Depuis la cour centrale, un escalier nous mène à l’étage consacré aux ressources pédagogiques. Des panneaux affichés au mur, avec textes et photographies, résument des moments charnières de la justice des enfants. On commence par la prison de la Petite Roquette, qui marque la première réflexion d’une prison pour enfants séparés des adultes, avec des quartiers pour mineurs à partir de six ans. La colonie agricole et pénitentiaire de Mettray, établissement créé en 1839 pour réhabiliter les délinquants les plus jeunes, est considérée comme la première maison de correction.

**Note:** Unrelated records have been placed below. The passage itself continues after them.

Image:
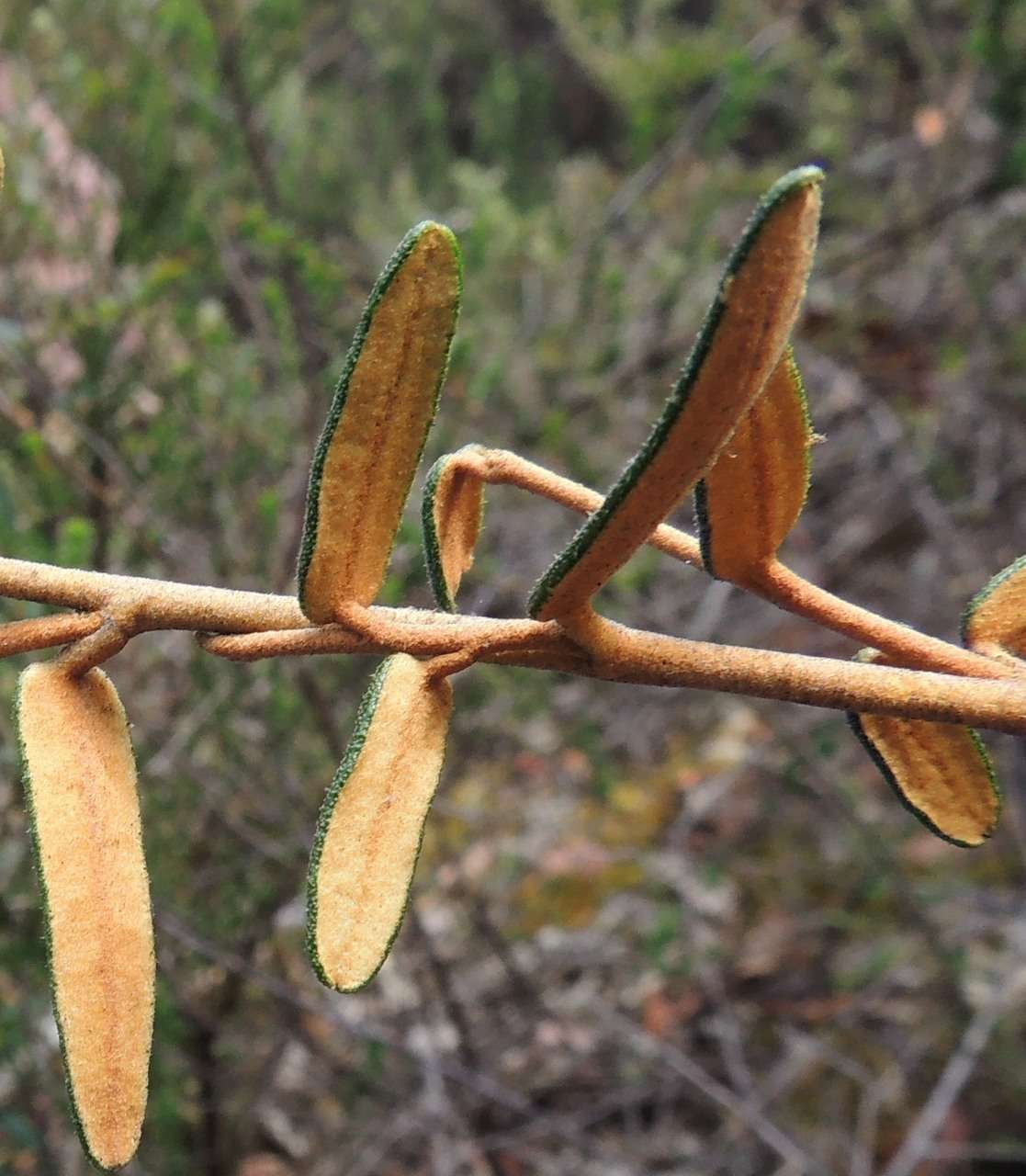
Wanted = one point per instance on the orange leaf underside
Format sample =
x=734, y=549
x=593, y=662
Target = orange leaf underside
x=941, y=772
x=373, y=823
x=751, y=322
x=80, y=780
x=755, y=492
x=998, y=614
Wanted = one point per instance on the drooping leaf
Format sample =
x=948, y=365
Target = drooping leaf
x=451, y=514
x=739, y=344
x=941, y=772
x=371, y=822
x=84, y=814
x=378, y=421
x=755, y=492
x=997, y=614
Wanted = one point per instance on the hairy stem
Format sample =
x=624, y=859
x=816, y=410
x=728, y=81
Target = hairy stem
x=789, y=591
x=585, y=645
x=773, y=582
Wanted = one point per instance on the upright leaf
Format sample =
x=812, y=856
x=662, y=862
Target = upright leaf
x=997, y=614
x=738, y=345
x=378, y=421
x=371, y=822
x=451, y=512
x=84, y=815
x=941, y=772
x=755, y=492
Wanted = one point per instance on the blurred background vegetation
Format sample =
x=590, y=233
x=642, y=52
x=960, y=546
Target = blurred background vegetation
x=652, y=932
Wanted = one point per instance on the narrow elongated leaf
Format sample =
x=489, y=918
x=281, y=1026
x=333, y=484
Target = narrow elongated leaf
x=941, y=772
x=997, y=614
x=371, y=822
x=451, y=513
x=755, y=492
x=378, y=421
x=738, y=345
x=84, y=814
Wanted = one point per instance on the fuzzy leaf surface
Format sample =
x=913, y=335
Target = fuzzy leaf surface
x=80, y=786
x=371, y=822
x=451, y=516
x=941, y=772
x=379, y=416
x=739, y=344
x=750, y=500
x=997, y=614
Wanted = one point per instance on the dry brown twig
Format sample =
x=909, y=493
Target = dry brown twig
x=735, y=431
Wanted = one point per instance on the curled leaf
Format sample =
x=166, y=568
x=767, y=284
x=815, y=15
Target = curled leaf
x=941, y=772
x=378, y=421
x=451, y=514
x=752, y=495
x=997, y=614
x=84, y=814
x=738, y=345
x=371, y=822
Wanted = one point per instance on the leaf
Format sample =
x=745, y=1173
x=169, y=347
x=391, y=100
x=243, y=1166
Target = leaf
x=84, y=815
x=371, y=822
x=755, y=492
x=997, y=614
x=739, y=344
x=941, y=772
x=451, y=515
x=378, y=421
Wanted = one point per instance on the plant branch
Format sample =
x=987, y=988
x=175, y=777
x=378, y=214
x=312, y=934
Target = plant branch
x=774, y=582
x=597, y=648
x=785, y=588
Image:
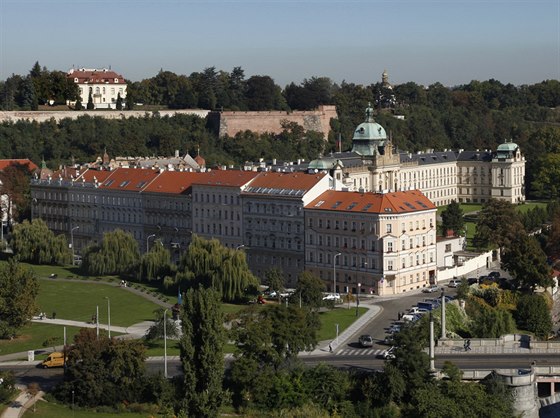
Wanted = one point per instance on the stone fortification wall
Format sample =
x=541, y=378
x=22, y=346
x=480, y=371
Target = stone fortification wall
x=232, y=122
x=39, y=116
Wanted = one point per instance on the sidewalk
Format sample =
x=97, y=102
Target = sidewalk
x=323, y=346
x=23, y=402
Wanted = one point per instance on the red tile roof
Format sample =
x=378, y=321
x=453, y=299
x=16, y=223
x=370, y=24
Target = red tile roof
x=382, y=203
x=102, y=76
x=31, y=166
x=174, y=182
x=287, y=181
x=231, y=178
x=130, y=179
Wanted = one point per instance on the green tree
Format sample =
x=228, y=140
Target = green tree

Danièle Brière, éducatrice à la PJJ, a la charge du jeune public. Dès le début, elle nous fait remarquer la dimension genrée de la justice : « Ces maisons de correction sont destinées aux jeunes garçons. Pour les filles, elles sont envoyées dans les asiles » ! Elle parle même d’une « justice patriarcale ». « Aujourd’hui, on tend, je dis bien on tend, à une justice qui serait la même pour tout le monde. Je l’explique aux enfants qui viennent ici : la justice n’a pas de sexe. La délinquance non plus. Les filles se sont toujours battues mais à la différence des garçons, elles ont disparu des statistiques puisqu’elles étaient rarement jugées. Quand deux jeunes garçons se battent, on appelle la police. Pour deux filles, on appelle les parents ».

En montrant les photographies en noir et blanc retrouvées dans des archives des maisons de correction, Danièle Brière nous demande de nous arrêter sur les images et de réfléchir à ce qu’elles révèlent : tous les enfants sont habillés pareil, tout est réglementé, rien n’échappe à la surveillance. À l’oral, elle détaille aussi les sévices – aujourd’hui inconcevables – subis par les jeunes. « Les réactions sont très variées. On peut avoir un jeune qui n’y croit pas, jusqu’à celui qui y adhère complètement. Certains me demandent : mais alors ils n’aimaient pas leurs enfants ? Pourquoi tant de maltraitance ? ». Alors Danièle Brière explique le pourquoi, le contexte, pour mieux comprendre d’où l’on vient.

« C’est un outil pédagogique »

Durant le confinement de 2020, Danièle Brière a pu profiter de la fermeture pour réaliser de nouveaux éléments pour l’exposition. D’où une nouvelle mouture proposée en septembre 2020 au public. Lieu unique, le centre ne se visite que sur rendez-vous et en groupe.

Les mineurs qui s’y rendent sont soit en stage de citoyenneté, soit dans le cadre d’une mesure de réparation ou de travaux civiques. Le lieu accueille également des scolaires et un public qu’elle appelle « autre secteur » : des jeunes en hôpital de jour, du service jeunesse, des membres d’associations, etc. « J’ai reçu des jeunes aveugles et malvoyants. C’est extrêmement varié. On reçoit du public aussi hors PJJ ou Éducation nationale. On développe parfois seulement un aspect particulier de l’exposition. Par exemple, les différences entre les filles et les garçons par rapport à la justice ».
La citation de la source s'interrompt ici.